2nd. The defence of laches always depends upon the circumstances of each case. Here the bill was filed within less than three years after the date of the deed, and only about sixteen months after the death of the grantor. Under all the circumstances of the case disclosed by the record, we do not think laches can be imputed to the complainant in the assertion of his right.

Having thus disposed of all the preliminary matters we deem of sufficient importance to notice, we come to the main question in the case. Has the complainant made good his charges against the validity of this deed ? We have carefully read and considered the proof on this subject, relying upon none that is open to any valid objection, and rigidly excluding from our minds all extraneous and irrelevant matters found in the record.

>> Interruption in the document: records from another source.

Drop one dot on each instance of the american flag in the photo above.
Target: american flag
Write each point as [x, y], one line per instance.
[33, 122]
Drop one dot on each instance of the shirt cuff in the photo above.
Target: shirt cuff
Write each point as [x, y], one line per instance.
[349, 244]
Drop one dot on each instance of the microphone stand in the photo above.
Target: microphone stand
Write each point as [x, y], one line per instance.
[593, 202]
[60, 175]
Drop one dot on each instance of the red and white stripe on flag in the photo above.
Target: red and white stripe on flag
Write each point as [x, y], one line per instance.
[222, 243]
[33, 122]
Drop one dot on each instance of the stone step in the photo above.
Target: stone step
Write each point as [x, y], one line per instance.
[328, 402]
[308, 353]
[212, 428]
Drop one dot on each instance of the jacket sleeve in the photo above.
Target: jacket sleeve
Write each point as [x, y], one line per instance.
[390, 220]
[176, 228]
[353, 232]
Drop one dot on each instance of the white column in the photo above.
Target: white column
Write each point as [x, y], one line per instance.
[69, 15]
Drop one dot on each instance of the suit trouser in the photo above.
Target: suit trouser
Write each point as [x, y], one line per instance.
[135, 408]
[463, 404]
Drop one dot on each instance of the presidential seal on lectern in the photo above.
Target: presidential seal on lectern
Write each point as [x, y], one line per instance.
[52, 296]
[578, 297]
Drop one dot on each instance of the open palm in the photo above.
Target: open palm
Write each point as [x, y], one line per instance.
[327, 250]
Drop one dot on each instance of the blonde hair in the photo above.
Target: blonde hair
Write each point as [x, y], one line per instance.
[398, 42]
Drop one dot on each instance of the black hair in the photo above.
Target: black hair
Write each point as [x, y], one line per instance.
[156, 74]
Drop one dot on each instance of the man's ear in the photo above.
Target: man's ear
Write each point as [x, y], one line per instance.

The testimony of the chief witnesses on either side, is in hopeless and irreconcilable conflict on most .important and material points, so that one ór the other must be discredited. Upon this main question the learned Judge of the Circuit Court (Judge • Fisher,) has prepared an able and elaborate opinion. In that opinion he says: Fully appreciating the gravity of the litigation to the parties, and plainly sensible of the responsibilities resting upon myself, I have given to the case more time and more careful consideration than to any other argued before me.” He reached the conclusion that the deed is invalid and should be vacated. After a like careful examination of the case we have *592reached the same conclusion, and are content to rest our affirmance of his decree on this point, upon his opinion. _

(Decided 18th November, 1887.)

Decree affirmed, and cause remanded.